Synthesis and Characterization of WO3/Graphene Nanocomposites for Enhanced Photocatalytic Activities by One-Step In-Situ Hydrothermal Reaction

Abstract

Tungsten trioxide (WO3) nanorods are synthesized on the surface of graphene (GR) sheets by using a one-step in-situ hydrothermal method employing sodium tungstate (Na2WO4·2H2O) and graphene oxide (GO) as precursors. The resulting WO3/GR nanocomposites are characterized by X-ray diffraction, Raman spectroscopy, transmission electron microscopy, scanning electron microscopy and X-ray photoelectron spectroscopy. The results confirm that the interface between WO3 nanorod and graphene contains chemical bonds. The enhanced optical absorption properties are measured by UV-vis diffuse reflectance spectra.

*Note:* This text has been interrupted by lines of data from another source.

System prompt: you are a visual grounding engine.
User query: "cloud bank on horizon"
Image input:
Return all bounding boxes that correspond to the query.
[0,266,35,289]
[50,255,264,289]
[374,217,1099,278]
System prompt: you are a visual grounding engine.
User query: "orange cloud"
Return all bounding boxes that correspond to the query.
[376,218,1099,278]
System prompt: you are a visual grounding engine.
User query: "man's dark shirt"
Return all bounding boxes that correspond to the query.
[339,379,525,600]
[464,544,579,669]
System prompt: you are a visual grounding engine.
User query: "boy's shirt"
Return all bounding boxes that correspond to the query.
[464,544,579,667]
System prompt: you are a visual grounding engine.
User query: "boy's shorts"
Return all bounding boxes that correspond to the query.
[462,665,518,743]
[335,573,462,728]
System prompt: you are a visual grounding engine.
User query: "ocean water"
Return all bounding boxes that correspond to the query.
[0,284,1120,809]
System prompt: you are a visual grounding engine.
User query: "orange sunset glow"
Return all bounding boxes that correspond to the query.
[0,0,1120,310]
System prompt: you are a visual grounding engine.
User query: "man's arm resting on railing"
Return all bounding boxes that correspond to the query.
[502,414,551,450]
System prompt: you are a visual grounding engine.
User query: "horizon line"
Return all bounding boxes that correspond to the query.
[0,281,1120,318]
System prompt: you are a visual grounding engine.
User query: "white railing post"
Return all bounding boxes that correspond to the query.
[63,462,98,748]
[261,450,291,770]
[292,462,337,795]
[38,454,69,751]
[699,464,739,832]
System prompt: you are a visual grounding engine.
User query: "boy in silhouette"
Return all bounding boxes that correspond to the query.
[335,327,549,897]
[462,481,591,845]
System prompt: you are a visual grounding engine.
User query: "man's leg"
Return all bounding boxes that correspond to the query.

The photocatalytic activity of the WO3/GR nanocomposites under visible light is evaluated by the photodegradation of methylene blue, where the degradation rate of WO3/GR nanocomposites is shown to be double that of pure WO3. This is attributed to the synergistic effect of graphene and the WO3 nanorod, which greatly enhances the photocatalytic performance of the prepared sample, reduces the recombination of the photogenerated electron-hole pairs and increases the visible light absorption efficiency. Finally, the photocatalytic mechanism of the WO3/GR nanocomposites is presented. The synthesis of the prepared sample is convenient, direct and environmentally friendly. The study reports a highly efficient composite photocatalyst for the degradation of contaminants that can be applied to cleaning up the environment.